Coronavirus diary, Thursday 14 May


Headlining the care home crisis
When the inevitable public inquiry into the coronavirus pandemic is held - and it must not take years as so many have in the past - one subject that will most worry the government is care homes.

After weeks of non stop criticism from care home residents, distraught families and the media, anger is at its fiercest. And it appears to be justified. The elderly and most vulnerable have been cruelly neglected, leading to what has even been described as a massacre.

The figures speak for themselves. Nearly 10,000 care home residents have died, according to the Office for National Statistics,  although the figure is thought to be much higher. In one week this month care home deaths accounted for forty percent of all deaths. In Wales, 1,000 have died.

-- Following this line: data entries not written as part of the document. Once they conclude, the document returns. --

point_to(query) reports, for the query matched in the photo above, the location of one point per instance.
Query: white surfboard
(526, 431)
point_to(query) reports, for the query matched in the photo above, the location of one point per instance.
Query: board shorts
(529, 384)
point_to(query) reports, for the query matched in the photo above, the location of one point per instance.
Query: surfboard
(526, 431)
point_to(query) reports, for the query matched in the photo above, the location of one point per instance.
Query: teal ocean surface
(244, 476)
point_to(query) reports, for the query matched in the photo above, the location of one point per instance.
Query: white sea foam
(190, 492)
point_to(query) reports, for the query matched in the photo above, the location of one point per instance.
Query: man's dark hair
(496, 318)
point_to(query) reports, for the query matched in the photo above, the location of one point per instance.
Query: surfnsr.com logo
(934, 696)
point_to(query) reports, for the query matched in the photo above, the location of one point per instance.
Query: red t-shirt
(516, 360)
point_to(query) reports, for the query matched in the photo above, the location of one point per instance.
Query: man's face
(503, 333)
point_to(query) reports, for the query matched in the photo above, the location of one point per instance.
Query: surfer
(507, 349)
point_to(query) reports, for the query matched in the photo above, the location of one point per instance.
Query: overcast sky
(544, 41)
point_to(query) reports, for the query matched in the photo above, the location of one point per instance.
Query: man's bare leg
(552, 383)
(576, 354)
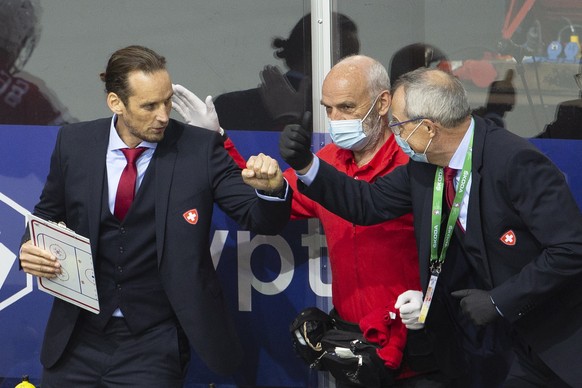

The government is being blamed for a catalogue of errors: ignoring the obvious danger, not providing protective equipment for homes and carers and not providing testing. The most contentious and startling allegation is that they sent infected hospital patients to their death by discharging them to under-stress care homes without checking it was safe to do so. This put other residents at great risk. 

They are also accused of hiding the extent of the disaster by not releasing the number of care home deaths for weeks. The chief executive of the Alzheimer's Society said it was tragically clear that care homes, where up to seventy percent had dementia, were left to fend for themselves. 

As a resident in Sunrise, the reason why, so far, we have not had cases may be because it is residential, not a nursing home. We take relief and assurance from the Sunrise preparations and plans on which we have been kept up to date.

Sadly, this has not been the case in many care homes, through no fault of their own. It must be agony for those who have lost loved ones -  parents and grandparents. They want answers but it may be years, and a public inquiry, before they get them.